Из биографии мы узнаём, что Павел Каплевич человек южный, из провинциального городка Туапсе, где как положено южному подростку проводил дни на пляже и в море… здесь, возможно, и начинается его любовь к фактуре, потому как море – идеальный образец такой переменчивой фактуры при всей монотонности синевы. Эта масса собрана по капле. Море (вода) одна из самых впечатляющих фактур в мире, изменчивая, полная отражений неба, идеальное воплощение художественной формы. Отсюда и возникает при мысли о Каплевиче образ античного Протея, морского божества, известного нам по природе своей вечной изменчивости и метаморфозам; отсюда, кстати, и штормовой натиск провинциала, приехавшего однажды покорять столицы, – натиск пассионарного андеграунда.

В поисках определяющего слова для маркировки столь противоречивой натуры как Павел Каплевич: и сценограф, и дизайнер, и креативный продюсер, и художник, и режиссер момента, и соавтор, и модный современник, и единомышленник, и театрал, и эстет и прочая, и прочая... мы находим слово проращивание, которое стало главным в его творческом словаре.

Несколько слов, о чем речь.

Долгие годы работая с феноменом одежды и ткани, подыскивая оболочку для персонажей, осмысляя костюм как часть своеобразного театрального пейзажа, – так изучает геолог срез породы, а ювелир фактуру камней – Каплевич пришел к идее наращивания одного слоя ткани – или шире фактуры – поверх другой фактуры, добиваясь в этой допотопности запылённой архаики поразительных результатов.

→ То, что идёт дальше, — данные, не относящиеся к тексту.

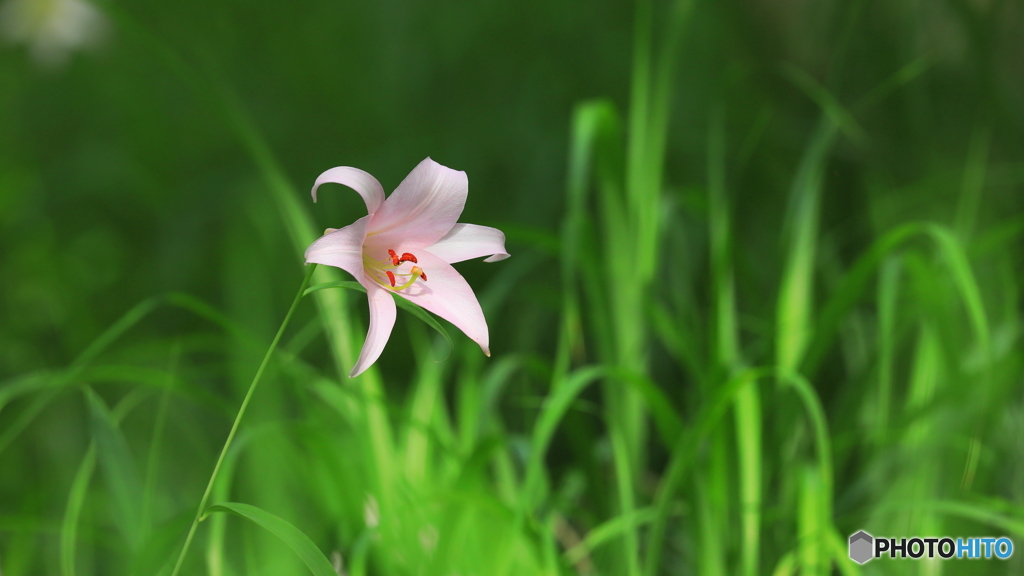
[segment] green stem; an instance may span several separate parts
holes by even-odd
[[[252,400],[252,394],[256,391],[256,385],[260,383],[263,371],[267,368],[267,364],[270,362],[270,357],[274,354],[274,350],[277,348],[277,343],[281,340],[281,335],[284,334],[284,329],[288,327],[288,322],[292,319],[292,314],[295,312],[295,309],[299,307],[299,300],[302,300],[302,294],[306,291],[306,286],[309,285],[309,279],[313,276],[314,269],[316,269],[316,264],[307,265],[306,277],[302,279],[302,286],[299,287],[299,292],[295,295],[292,307],[289,308],[288,313],[285,314],[284,321],[281,322],[281,327],[277,329],[277,335],[274,336],[273,342],[270,343],[270,348],[267,350],[266,356],[263,357],[263,362],[260,363],[259,370],[256,371],[256,376],[252,379],[252,384],[249,385],[249,391],[245,393],[245,399],[242,400],[242,406],[238,409],[238,415],[235,416],[235,423],[231,425],[231,431],[228,432],[228,438],[224,441],[224,448],[221,449],[220,456],[217,457],[217,463],[213,466],[213,474],[210,475],[210,481],[206,484],[206,491],[203,492],[203,497],[199,500],[199,509],[196,510],[196,517],[192,520],[192,526],[188,529],[188,536],[185,537],[185,546],[181,549],[181,554],[178,556],[178,561],[174,564],[174,571],[171,572],[171,576],[178,576],[178,572],[181,570],[181,564],[185,561],[185,555],[188,553],[188,548],[192,545],[192,537],[195,536],[196,528],[199,526],[199,519],[203,517],[203,511],[206,510],[206,502],[210,498],[210,492],[213,490],[213,484],[217,481],[217,474],[220,472],[220,466],[224,463],[224,456],[227,455],[228,449],[231,448],[231,442],[235,439],[235,433],[238,432],[238,425],[242,421],[242,416],[245,415],[245,409],[249,406],[249,401]]]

Эта стратегия известного палимпсеста, суть которого в консервации прошлого поиска, которое проступает через новую форму как базовый рельеф бытия. Авторская техника создает зрелище в духе средневековых гобеленов, шпалер или итальянских «арраци», – устраняя ковровую тяжесть и плотность, она наполняет фактуры невесомостью, охватывая поверхность мягким свечением, неуловимыми переменами светотени и воздушной дымки.

1. Godunoff Fontan

Как мастер добивается такого эффекта особый разговор, но это результаты серьезного труда. Художественная философия такого изобразительного напора – зафиксировать время, показать, как прошлое прорастает через настоящее в будущее, подобно проращенному зерну, брошенному в поле. Здесь образ времени заменяет земля, фактура камня, почвы, глины, чернозема и прочего палимпсеста.

Например, как это ни покажется странным, текстильные картины Каплевича при всей изощренности производят впечатление крестьянской пахоты, итоги ремесленного грубоватого опрощенного труда и одновременно очень изысканного рельефного золотого шитья. Так под сверкающим солнцем крестьянин оратай плугом оформляет поле, выкорчевывает пни, выворачивает вверх то, что спрятано в почве – корни, куски земли. (В такой обработке показаны нам холсты к Годунову, каковые сам художник называет портретами времени).

Вот, кстати, еще одно определение для жанра, который выбран нами для данной статьи: портрет на фоне времени.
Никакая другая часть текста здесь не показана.